- Mad Dog from a panel in Solo Avengers #9

Publication information
- Publisher: Marvel Comics
- First appearance: As Buzz Baxter: Miss America Comics #2 (Nov. 1944) As Mad Dog: The Defenders #125 (Nov. 1983)
- Created by: Stuart Little (writer) Ruth Atkinson (artist)

In-story information
- Alter ego: Robert "Buzz" Baxter
- Species: Human mutate
- Team affiliations: Roxxon Oil Secret Empire Mutant Force United States Air Force
- Abilities: Enhanced senses and physical abilities Neurotoxic bite

= Mad Dog (Marvel Comics) =

Mad Dog (Robert "Buzz" Baxter) is a character appearing in American comic books published by Marvel Comics. Originally introduced in 1944 as a supporting character of Patsy Walker, Baxter became the dog-like supervillain Mad Dog in the 1983 series The Defenders.

==Publication history==

Buzz Baxter's first appearance was in Miss America Comics #2 (1944), as the boyfriend of Patsy Walker. He continued to appear as a supporting character of Patsy until her comic was cancelled in 1965. He reappeared, alongside Patsy, in Amazing Adventures #13 (Jul. 1972) and made occasional appearances afterwards. He was revamped as the villain Mad Dog in The Defenders #125 (Nov. 1983).

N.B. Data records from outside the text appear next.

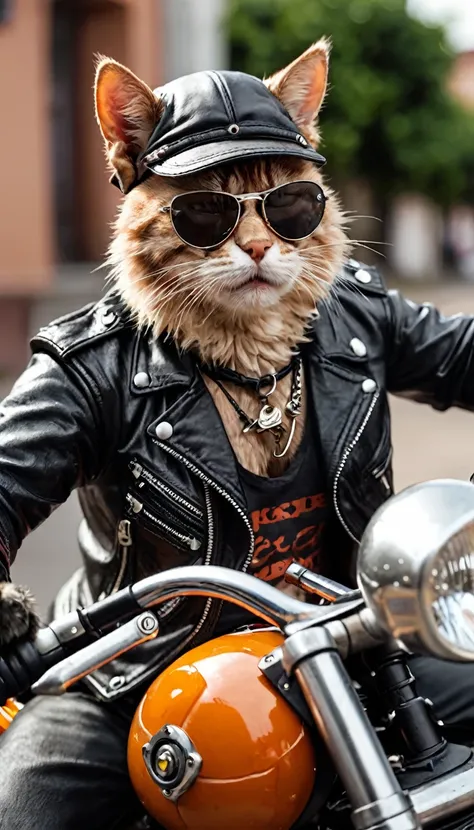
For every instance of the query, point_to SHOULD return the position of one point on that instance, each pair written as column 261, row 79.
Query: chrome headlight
column 416, row 568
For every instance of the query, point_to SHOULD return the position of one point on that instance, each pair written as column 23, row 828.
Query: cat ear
column 127, row 111
column 301, row 85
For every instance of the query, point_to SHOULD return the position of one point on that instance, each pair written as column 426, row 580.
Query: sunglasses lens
column 295, row 210
column 204, row 219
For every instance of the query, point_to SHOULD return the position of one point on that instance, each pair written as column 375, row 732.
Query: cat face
column 254, row 273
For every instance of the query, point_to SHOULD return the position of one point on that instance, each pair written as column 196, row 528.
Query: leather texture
column 77, row 418
column 212, row 117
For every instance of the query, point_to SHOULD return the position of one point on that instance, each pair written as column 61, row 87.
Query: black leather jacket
column 111, row 411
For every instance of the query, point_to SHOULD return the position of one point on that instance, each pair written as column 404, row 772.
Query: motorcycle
column 265, row 728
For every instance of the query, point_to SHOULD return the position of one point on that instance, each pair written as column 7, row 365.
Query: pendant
column 269, row 417
column 293, row 409
column 288, row 443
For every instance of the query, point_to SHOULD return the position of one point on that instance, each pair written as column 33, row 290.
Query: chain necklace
column 270, row 417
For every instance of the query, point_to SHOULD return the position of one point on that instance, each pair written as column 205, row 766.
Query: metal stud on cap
column 108, row 317
column 368, row 385
column 164, row 430
column 363, row 276
column 141, row 380
column 358, row 347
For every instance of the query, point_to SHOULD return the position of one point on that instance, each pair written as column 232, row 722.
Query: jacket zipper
column 208, row 482
column 219, row 490
column 140, row 472
column 137, row 507
column 124, row 538
column 342, row 464
column 380, row 473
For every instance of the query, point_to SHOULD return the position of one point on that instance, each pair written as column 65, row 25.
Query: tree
column 389, row 117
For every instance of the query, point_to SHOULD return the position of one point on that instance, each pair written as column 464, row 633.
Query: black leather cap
column 214, row 117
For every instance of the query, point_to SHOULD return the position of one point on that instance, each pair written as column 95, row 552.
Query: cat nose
column 257, row 248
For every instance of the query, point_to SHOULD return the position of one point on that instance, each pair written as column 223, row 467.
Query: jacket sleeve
column 430, row 357
column 52, row 439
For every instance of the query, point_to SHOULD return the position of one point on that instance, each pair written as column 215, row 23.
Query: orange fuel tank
column 213, row 745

Mad Dog was killed off in the Spider-Man storyline "Hunted", in which he was captured and hunted down alongside many other animal-themed characters.

==Fictional character biography==
Robert "Buzz" Baxter was born in Centerville, California. He and Patsy Walker are high school sweethearts, and marry shortly after graduation. After high school, Baxter joins the USAF, serving in the Vietnam War and eventually acquiring the rank of colonel.

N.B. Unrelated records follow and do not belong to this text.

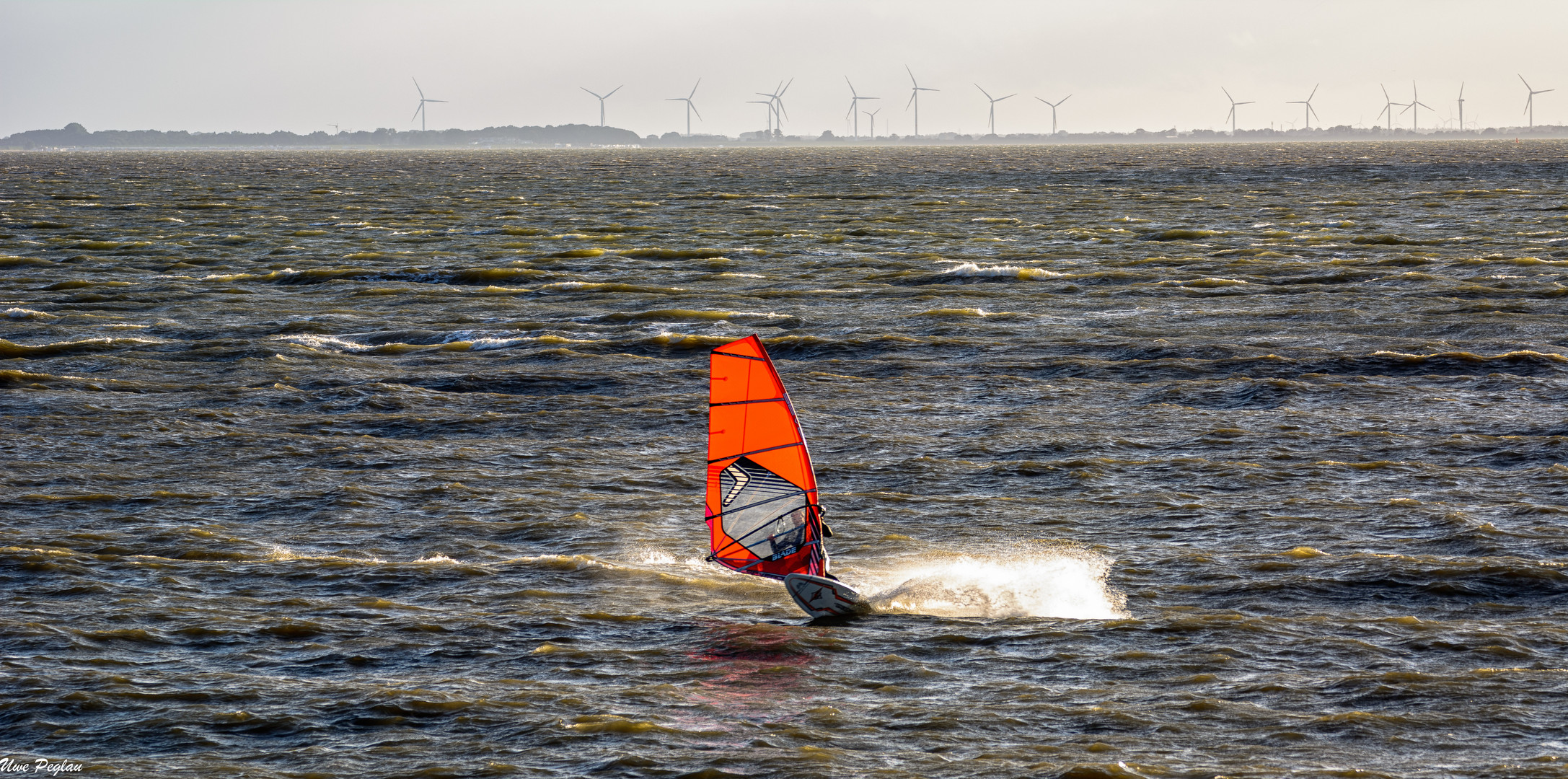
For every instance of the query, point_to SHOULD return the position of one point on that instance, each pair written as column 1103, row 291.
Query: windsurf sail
column 762, row 510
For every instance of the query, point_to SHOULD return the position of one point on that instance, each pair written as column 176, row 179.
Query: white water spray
column 1059, row 582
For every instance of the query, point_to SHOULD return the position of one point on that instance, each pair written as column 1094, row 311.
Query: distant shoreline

Baxter allows the company Roxxon to experiment on him and mutate him. As Mad Dog, he becomes a mercenary and a leading member of Mutant Force. The members of Mutant Force attack the wedding of Daimon Hellstrom and Patsy Walker, but are defeated and placed in S.H.I.E.L.D. custody. Mad Dog has also been an agent of the Secret Empire.

Mad Dog makes a minor appearance in the "Hunted" storyline, where he is among the animal-themed superhumans who are captured for Kraven the Hunter's Great Hunt. When the Great Hunt begins, Mad Dog is shot to death by one of Arcade's Hunter-Bots. Following his death, Mad Dog ends up in Hell, where he becomes a servant of Blackheart.

==Powers and abilities==
Mad Dog gained superhuman powers as a result of bionic engineering and cellular augmentation by Roxxon and the third Secret Empire. He was given a dog-like appearance with pointed ears, claws, and fur on his limbs and torso. Mad Dog possesses superhuman strength, durability, and senses, particularly hearing and smell. He can generate a foaming chemical poison from his mouth that induces paralysis if it enters the bloodstream.